Ich würde nicht sagen, dass da beim KBA geschmiert wird, aber manche Entscheidung ist nur schwer zu erklären, wenn man nicht an an dieses Hilfsmittel denkt.

Das mit der brechenden Feder und dem Einstich in den Reifen sowie beschädigte Felgen gibt's beim E90'er BMW auch. Da gibt es auch keine Rückrufe. Ich warte bei meinem E90 immer noch sehnlichst darauf, dass die Feder endlich bricht, damit ich Federn und Stoßdämpfer sowie Zugstrebe und Querlenker und Spurstangen in einem Abwasch tauschen kann.

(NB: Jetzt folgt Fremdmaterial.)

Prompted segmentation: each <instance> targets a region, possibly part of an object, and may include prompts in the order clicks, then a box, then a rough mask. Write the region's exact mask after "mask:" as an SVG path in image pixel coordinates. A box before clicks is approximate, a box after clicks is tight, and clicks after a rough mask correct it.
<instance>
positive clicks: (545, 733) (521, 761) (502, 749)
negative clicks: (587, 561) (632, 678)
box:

Natürlich ungünstig, wenn das alles auf der Autobahn bei Vollgas passiert.

Rückrufe sind in Deutschland eher selten, wenn es nicht grad um Airbag geht.

Bei der E46-Reihe wurde wegen brechender Hinterachse irgendein Mittel gesprüht, damit die Stelle später bricht. Ist aber auch kein Rückruf gewesen :)

Bei VW gibt's auch selten Rückrufe. Da wird Benz auch alles aufs Notwendigste reduzieren, so weit es geht :)

Oh ja, 50.000 Autos zurückrufen und mal eben die Hinterachsträger austauschen. Pro Stück 8 Stunden Arbeitszeit. Und das weil bei 11 Jahre alten Autos was durchrostet.

Sportlich.

Normal ist Korrosion ein Fall für die HU.